How different are the families here in Honduras, yet one thing is certainly universal.  Parents want so much more for their children than they themselves obtained.  Education, a quality education, is the key element to realize that goal.  Education, a quality education, is simply not accessible to the great majority of Honduran families.  Why hope, if hope yields disappointment?  Perhaps it is better to take pride in more modest achievements.  This must be the thoughts of most families raising children in Honduras.   Those thoughts seem to be changing in the frontier region of Intibucá.
In 2012, Shoulder to Shoulder, the community of the Good Shepherd Catholic Church in Cincinnati, and the families of the frontier region of Intibucá dared to dream of a financially accessable, quality, bilingual school.  The classrooms were designed and erected and today it is a reality with fifty-four students in kindergarten, first and second grade.   It is a public school, available to everyone.

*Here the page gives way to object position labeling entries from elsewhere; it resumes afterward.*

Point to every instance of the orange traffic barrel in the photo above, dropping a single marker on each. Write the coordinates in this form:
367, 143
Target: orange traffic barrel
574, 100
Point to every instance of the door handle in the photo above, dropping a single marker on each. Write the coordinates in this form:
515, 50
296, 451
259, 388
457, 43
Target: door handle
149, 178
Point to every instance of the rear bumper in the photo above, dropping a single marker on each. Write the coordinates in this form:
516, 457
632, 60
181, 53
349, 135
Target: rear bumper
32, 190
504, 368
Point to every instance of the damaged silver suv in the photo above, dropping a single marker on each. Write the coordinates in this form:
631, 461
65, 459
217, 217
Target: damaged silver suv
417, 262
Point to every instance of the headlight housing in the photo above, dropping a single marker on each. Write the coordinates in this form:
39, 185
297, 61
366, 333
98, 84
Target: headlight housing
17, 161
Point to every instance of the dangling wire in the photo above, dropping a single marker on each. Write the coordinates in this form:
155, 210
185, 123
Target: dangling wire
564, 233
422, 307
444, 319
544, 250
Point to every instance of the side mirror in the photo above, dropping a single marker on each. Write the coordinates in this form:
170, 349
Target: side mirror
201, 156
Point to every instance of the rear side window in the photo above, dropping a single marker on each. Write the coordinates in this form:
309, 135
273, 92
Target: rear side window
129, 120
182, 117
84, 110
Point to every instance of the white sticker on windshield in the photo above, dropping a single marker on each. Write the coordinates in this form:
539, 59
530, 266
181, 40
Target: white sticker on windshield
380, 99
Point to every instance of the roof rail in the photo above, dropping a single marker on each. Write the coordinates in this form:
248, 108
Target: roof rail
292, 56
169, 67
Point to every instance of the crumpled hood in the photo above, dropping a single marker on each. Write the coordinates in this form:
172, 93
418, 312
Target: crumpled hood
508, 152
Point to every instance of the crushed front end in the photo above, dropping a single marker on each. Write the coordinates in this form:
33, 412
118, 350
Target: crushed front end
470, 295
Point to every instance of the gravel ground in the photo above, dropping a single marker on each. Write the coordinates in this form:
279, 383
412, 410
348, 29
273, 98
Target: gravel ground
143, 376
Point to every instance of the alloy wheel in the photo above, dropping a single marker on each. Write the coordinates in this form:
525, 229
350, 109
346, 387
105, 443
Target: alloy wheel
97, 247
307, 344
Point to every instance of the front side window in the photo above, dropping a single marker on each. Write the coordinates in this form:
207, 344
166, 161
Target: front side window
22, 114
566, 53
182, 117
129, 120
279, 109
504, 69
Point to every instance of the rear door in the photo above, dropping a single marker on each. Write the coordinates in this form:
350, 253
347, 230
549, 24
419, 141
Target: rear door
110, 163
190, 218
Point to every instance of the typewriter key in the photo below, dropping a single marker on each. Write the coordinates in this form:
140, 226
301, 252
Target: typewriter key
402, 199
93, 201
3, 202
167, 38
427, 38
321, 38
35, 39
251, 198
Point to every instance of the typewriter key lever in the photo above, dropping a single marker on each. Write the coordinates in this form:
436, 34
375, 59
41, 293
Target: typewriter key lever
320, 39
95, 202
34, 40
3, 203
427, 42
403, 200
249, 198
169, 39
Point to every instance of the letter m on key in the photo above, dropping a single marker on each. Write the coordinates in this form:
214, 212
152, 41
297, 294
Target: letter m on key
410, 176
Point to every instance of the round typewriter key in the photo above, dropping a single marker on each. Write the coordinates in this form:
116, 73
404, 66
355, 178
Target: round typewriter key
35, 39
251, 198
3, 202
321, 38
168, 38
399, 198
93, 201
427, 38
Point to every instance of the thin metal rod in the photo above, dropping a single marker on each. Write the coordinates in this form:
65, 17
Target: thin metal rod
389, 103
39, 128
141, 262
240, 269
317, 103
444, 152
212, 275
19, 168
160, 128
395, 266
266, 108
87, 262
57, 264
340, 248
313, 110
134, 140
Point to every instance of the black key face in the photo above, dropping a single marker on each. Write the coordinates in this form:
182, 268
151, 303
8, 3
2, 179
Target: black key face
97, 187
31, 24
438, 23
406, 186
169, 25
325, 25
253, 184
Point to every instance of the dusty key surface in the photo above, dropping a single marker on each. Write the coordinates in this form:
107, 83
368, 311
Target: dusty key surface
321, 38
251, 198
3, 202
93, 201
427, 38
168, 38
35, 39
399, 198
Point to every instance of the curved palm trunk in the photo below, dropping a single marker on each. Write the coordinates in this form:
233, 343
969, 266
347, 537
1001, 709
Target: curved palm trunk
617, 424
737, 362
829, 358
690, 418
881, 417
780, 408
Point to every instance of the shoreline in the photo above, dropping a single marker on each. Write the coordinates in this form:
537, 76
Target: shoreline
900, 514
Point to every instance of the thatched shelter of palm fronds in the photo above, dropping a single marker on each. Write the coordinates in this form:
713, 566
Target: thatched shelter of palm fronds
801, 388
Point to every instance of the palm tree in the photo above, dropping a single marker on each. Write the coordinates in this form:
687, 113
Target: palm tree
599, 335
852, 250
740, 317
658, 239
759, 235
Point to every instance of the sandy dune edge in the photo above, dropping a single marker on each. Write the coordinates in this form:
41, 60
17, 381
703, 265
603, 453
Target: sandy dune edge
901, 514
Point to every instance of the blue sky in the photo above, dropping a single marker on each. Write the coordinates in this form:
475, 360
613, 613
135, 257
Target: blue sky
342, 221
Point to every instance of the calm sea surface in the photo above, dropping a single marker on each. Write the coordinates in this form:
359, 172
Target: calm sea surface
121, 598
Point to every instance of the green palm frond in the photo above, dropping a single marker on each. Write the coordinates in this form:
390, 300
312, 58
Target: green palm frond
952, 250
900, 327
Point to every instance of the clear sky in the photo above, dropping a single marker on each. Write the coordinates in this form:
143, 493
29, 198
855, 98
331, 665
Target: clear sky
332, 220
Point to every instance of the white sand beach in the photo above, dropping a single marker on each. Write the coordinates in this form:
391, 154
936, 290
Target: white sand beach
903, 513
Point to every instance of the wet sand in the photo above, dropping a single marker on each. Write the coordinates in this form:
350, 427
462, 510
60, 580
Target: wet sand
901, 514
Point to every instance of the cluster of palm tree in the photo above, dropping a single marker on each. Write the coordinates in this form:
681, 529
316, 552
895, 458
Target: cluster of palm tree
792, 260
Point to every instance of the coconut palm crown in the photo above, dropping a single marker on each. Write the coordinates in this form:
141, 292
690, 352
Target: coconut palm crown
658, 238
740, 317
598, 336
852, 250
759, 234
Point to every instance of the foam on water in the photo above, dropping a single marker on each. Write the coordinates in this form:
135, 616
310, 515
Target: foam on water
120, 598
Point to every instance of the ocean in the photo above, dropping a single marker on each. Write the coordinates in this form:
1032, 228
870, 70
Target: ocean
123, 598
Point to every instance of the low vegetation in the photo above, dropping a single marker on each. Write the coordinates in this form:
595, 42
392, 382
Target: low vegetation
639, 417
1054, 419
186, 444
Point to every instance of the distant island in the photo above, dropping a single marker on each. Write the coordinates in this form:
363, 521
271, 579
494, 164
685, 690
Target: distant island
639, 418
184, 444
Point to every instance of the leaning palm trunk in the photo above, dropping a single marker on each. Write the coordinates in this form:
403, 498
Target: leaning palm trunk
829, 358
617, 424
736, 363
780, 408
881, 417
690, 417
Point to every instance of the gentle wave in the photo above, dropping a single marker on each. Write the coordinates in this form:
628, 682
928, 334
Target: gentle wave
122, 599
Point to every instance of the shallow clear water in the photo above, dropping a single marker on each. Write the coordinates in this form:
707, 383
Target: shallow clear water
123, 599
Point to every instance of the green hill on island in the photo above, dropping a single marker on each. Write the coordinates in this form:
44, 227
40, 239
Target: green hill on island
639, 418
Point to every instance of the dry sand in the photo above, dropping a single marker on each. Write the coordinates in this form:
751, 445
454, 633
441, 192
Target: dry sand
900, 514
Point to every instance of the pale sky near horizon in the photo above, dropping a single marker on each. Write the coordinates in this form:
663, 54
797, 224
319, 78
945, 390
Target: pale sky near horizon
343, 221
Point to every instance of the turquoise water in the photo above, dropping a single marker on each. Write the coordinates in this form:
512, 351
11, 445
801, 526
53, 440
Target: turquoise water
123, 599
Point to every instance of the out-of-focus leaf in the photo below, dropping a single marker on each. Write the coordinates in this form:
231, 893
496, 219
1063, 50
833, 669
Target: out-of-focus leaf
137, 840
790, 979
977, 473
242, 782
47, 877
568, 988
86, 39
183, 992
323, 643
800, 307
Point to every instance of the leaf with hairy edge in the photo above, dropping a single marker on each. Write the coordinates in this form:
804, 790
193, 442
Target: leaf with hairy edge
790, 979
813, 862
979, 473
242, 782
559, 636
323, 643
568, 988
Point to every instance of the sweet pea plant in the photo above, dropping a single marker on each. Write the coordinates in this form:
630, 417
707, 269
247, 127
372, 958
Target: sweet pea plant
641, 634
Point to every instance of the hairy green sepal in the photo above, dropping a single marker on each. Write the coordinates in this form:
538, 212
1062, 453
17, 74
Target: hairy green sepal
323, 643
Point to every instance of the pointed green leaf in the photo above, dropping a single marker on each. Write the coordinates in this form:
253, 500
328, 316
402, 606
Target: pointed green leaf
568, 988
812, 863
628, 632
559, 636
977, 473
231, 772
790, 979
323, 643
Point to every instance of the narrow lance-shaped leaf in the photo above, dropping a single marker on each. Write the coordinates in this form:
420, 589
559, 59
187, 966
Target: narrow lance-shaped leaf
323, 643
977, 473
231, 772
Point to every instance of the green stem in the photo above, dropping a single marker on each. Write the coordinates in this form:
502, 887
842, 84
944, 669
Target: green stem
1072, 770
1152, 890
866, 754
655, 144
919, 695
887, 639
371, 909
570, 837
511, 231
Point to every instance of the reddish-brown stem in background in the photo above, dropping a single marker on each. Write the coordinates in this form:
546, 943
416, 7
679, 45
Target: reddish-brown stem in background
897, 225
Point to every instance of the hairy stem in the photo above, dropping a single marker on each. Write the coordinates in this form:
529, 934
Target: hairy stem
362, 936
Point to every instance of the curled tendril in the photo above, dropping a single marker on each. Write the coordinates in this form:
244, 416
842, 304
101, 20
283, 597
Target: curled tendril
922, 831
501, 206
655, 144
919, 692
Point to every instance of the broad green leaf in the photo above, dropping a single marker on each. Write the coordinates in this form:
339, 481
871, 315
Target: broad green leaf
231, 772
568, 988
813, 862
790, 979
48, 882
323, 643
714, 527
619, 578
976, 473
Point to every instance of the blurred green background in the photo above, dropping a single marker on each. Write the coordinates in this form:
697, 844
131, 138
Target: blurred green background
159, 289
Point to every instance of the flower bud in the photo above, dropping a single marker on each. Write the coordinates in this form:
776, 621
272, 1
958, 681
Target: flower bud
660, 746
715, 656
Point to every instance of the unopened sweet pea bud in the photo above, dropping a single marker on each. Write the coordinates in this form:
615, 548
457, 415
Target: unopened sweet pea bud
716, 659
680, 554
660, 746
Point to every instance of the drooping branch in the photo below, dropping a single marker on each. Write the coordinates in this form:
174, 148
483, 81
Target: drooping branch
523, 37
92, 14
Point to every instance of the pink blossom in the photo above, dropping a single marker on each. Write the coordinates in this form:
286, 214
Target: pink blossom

Public education has been a disaster in Honduras.  There simply aren’t the resources.  The buildings are not maintained, materials are non-existent, the teachers are minimally qualified, and the list goes on.  Maybe Honduras needs to think about a new model.  What about a partnership among the Department of Education, a committed NGO like Shoulder to Shoulder, the surrounding municipalities, and the parents themselves?  There you have it, the Good Shepherd Bilingual School.  This model school is a first in Honduras.  There are a great many challenges that face the parents and partners of this endeavor.  But it is only with great risk that great reward can be achieved.
Attorneys Plutarco Rivera and his wife Patricia Maria Sikaffy, were present at the meeting to present the proposed agreement for the foundation of the model, bilingual, public school.  Attorney Rivera exhorted those present that if this “experiment” is to have success, it will be dependent upon the dedicated involvement of the parents as represented in their committee.  In those expressions of hope and pride, another emotion was palpably present.  These parents are determined; determined that their children will have an education that will place them on the path of success and fulfillment.  In a few weeks on this website, there will be opportunity to support the parents’ determination by financially sponsoring one of their children.  It will be a tremendous opportunity to ally ourselves with a phenomenal moment of transformation.
 May these expressions of hope and pride be the force that yields enrichment!